Quando eu era criança, guardávamos os ramos podados das vinhas para queimar, lembro-me disso. Lembro-me de ouvir a minha mãe cantar, acocorada junto ao fogo para mexer uma pequena panela preta, olhando para mim enquanto cantava, para ver se eu a gostava de ouvir. Quando o meu pai estava em casa, fazia uma flauta de cana, e a flauta acompanhava a canção dela. O nosso deus era Lar, e o meu pai dizia que a canção da mãe fazia Lar feliz.
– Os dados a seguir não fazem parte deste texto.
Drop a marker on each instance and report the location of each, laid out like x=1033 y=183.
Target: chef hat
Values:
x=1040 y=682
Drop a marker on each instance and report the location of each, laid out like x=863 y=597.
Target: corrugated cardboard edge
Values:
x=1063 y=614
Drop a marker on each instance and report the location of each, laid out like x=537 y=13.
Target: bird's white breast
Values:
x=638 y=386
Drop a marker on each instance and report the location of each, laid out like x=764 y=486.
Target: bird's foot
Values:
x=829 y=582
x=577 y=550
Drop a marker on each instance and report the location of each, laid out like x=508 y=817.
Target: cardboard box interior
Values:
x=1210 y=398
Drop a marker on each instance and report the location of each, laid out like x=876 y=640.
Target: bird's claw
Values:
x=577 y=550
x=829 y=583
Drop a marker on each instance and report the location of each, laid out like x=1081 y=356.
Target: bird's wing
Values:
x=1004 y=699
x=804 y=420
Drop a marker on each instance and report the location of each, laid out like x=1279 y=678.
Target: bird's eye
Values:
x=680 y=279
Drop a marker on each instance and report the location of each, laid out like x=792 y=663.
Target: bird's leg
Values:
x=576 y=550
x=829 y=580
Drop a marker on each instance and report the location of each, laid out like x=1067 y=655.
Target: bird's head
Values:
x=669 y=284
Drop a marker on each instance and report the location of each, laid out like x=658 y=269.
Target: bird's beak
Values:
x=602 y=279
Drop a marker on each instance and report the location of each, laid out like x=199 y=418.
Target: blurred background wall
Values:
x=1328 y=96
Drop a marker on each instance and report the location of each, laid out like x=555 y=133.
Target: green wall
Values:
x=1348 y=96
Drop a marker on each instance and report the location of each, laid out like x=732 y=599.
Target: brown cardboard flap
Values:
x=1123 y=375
Lembro-me de pensar que compreendia mais do que ele, e de como me sentia orgulhoso e dono de um segredo, porque sabia que Lar era a canção, e não algo fora dela. Recordo-me de estar estendido debaixo da pele de lobo e de ver Lar saltar de parede em parede a cantar e a brincar comigo. Tentava apanhá-lo e acordava, a esfregar os olhos, com a minha mãe a cantar ao pé da lareira."

Excerto de Soldado da Névoa, de Gene Wolfe, brilhante incursão no fantástico mundo da Grécia Antiga.

Imagem: Soldado Grego

música: Woke Up This Morning (Leonard Cohen)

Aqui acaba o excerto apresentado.